In 1996, the internet had a completely different look and feel. This was the age of Geocities, when any and everyone could have a website. Corporate web design didn't look all that different from the design you'd see on someone's personal site; websites were still a new frontier, and as such the web itself had a more bespoke design. The original Space Jam site has many of the classic hallmarks of old web design, including frames, clickable bitmap images, and links to other basketball or Warner Bros. related websites. 

Compared to the original Space Jam site, the new Space Jam is pretty bare bones. That's because having a website on the internet to advertise a movie serves a different purpose than what it did in 1996.

"A movie today is digitally marketed in a million different ways and places, and in many or most cases centralized websites have been reduced to a small piece of the strategy," Tritter said. This explains why the new Space Jam site is just a page with a new trailer, which then loads into a very basic site with the release date front and center, and a synopsis of the film. It's a far cry from the screensavers, basketball tips, and music clips from the original site.

"Whereas, in olde times something like OG Space Jam dot com was pretty much it if you wanted a presence on the Information Superhighway, so you had to come up with some great downloadable coloring books for the kids," Tritter said.

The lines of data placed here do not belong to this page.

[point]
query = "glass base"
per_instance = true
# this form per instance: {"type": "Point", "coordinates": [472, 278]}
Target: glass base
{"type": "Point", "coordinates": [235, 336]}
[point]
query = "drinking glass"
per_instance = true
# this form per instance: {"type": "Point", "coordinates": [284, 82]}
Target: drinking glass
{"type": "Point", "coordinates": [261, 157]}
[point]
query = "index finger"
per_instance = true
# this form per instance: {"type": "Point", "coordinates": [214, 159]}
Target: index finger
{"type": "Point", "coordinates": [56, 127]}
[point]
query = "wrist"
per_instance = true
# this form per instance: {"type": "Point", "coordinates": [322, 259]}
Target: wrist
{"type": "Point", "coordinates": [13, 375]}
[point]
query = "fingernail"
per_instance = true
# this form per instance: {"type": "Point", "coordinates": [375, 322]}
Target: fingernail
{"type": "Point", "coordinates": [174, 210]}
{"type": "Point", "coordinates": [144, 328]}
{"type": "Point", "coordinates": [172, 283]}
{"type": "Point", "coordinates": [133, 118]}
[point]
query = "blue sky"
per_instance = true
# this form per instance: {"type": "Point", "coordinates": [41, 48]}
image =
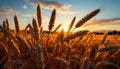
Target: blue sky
{"type": "Point", "coordinates": [66, 10]}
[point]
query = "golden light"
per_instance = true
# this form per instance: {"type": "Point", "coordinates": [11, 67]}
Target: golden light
{"type": "Point", "coordinates": [65, 28]}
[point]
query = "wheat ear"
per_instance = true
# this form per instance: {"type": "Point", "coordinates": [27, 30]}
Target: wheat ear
{"type": "Point", "coordinates": [71, 24]}
{"type": "Point", "coordinates": [17, 26]}
{"type": "Point", "coordinates": [57, 28]}
{"type": "Point", "coordinates": [52, 20]}
{"type": "Point", "coordinates": [7, 23]}
{"type": "Point", "coordinates": [35, 29]}
{"type": "Point", "coordinates": [39, 16]}
{"type": "Point", "coordinates": [87, 17]}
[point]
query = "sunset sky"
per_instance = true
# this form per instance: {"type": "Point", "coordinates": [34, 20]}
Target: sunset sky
{"type": "Point", "coordinates": [107, 19]}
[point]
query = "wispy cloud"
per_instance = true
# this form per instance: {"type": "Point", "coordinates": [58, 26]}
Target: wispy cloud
{"type": "Point", "coordinates": [6, 11]}
{"type": "Point", "coordinates": [24, 6]}
{"type": "Point", "coordinates": [44, 18]}
{"type": "Point", "coordinates": [105, 24]}
{"type": "Point", "coordinates": [63, 9]}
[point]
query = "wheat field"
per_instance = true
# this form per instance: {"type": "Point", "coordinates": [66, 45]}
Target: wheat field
{"type": "Point", "coordinates": [33, 48]}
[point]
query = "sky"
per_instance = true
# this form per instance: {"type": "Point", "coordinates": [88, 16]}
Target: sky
{"type": "Point", "coordinates": [107, 19]}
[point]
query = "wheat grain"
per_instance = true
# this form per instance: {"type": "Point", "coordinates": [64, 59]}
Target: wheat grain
{"type": "Point", "coordinates": [39, 16]}
{"type": "Point", "coordinates": [105, 63]}
{"type": "Point", "coordinates": [52, 20]}
{"type": "Point", "coordinates": [57, 28]}
{"type": "Point", "coordinates": [17, 26]}
{"type": "Point", "coordinates": [35, 29]}
{"type": "Point", "coordinates": [71, 24]}
{"type": "Point", "coordinates": [109, 48]}
{"type": "Point", "coordinates": [87, 17]}
{"type": "Point", "coordinates": [7, 23]}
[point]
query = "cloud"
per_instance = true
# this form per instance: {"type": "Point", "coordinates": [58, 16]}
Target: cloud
{"type": "Point", "coordinates": [24, 6]}
{"type": "Point", "coordinates": [6, 11]}
{"type": "Point", "coordinates": [29, 15]}
{"type": "Point", "coordinates": [63, 9]}
{"type": "Point", "coordinates": [103, 24]}
{"type": "Point", "coordinates": [44, 18]}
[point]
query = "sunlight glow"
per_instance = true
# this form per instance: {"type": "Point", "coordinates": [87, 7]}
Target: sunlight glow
{"type": "Point", "coordinates": [65, 28]}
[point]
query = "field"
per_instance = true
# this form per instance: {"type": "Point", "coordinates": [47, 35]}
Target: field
{"type": "Point", "coordinates": [33, 48]}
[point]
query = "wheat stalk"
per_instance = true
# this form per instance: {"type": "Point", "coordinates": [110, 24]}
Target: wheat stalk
{"type": "Point", "coordinates": [17, 26]}
{"type": "Point", "coordinates": [57, 28]}
{"type": "Point", "coordinates": [61, 61]}
{"type": "Point", "coordinates": [87, 17]}
{"type": "Point", "coordinates": [104, 38]}
{"type": "Point", "coordinates": [52, 20]}
{"type": "Point", "coordinates": [105, 63]}
{"type": "Point", "coordinates": [71, 24]}
{"type": "Point", "coordinates": [109, 48]}
{"type": "Point", "coordinates": [85, 63]}
{"type": "Point", "coordinates": [4, 24]}
{"type": "Point", "coordinates": [39, 16]}
{"type": "Point", "coordinates": [7, 23]}
{"type": "Point", "coordinates": [35, 29]}
{"type": "Point", "coordinates": [72, 36]}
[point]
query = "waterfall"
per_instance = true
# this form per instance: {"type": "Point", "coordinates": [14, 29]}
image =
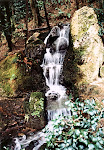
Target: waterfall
{"type": "Point", "coordinates": [56, 45]}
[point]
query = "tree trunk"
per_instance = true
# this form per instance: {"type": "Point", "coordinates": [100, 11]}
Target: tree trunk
{"type": "Point", "coordinates": [26, 21]}
{"type": "Point", "coordinates": [77, 4]}
{"type": "Point", "coordinates": [38, 14]}
{"type": "Point", "coordinates": [46, 15]}
{"type": "Point", "coordinates": [32, 5]}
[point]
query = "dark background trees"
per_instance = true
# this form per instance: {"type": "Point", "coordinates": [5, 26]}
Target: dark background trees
{"type": "Point", "coordinates": [15, 15]}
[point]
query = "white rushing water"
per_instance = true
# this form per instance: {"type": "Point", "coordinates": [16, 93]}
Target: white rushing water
{"type": "Point", "coordinates": [56, 94]}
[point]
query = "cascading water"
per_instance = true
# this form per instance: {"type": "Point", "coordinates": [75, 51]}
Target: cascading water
{"type": "Point", "coordinates": [52, 69]}
{"type": "Point", "coordinates": [56, 45]}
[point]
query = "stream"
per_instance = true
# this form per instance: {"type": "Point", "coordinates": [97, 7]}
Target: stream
{"type": "Point", "coordinates": [57, 43]}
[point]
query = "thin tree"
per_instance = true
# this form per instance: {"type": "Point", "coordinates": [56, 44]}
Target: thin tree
{"type": "Point", "coordinates": [33, 9]}
{"type": "Point", "coordinates": [46, 14]}
{"type": "Point", "coordinates": [26, 22]}
{"type": "Point", "coordinates": [6, 22]}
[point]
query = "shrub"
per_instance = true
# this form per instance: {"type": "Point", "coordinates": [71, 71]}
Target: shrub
{"type": "Point", "coordinates": [77, 131]}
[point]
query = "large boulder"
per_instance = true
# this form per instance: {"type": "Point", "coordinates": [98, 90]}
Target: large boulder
{"type": "Point", "coordinates": [13, 77]}
{"type": "Point", "coordinates": [34, 111]}
{"type": "Point", "coordinates": [85, 56]}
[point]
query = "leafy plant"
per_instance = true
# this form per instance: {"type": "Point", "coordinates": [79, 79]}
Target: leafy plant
{"type": "Point", "coordinates": [77, 131]}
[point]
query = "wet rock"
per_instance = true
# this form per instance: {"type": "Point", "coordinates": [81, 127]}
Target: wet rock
{"type": "Point", "coordinates": [34, 108]}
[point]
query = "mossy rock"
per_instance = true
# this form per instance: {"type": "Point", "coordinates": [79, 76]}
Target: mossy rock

As a kid, I used to visit the Space Jam website because it had those activities. Being online wasn't the default position for young people in the mid 90s; I was lucky to even have a modem. But just because the web has become more ubiquitous, that doesn't mean it's become a better, or more informative place. Tritter said that in some ways, the user experience of older websites like the original Space Jam site is just better than what you get now. At the very least, the page won't jump around as the site loads in advertisements.

"The web is exponentially more capable and useful than it was 25 years ago, but it can also be a waking nightmare of bad UX and relentless targeted advertising for something you already bought," Tritter said. "I mean it says a lot that a simple movie web site that was coded in BBEdit before we even had CSS still provides the same incredibly immersive and compelling experience that we created using modems in 1996."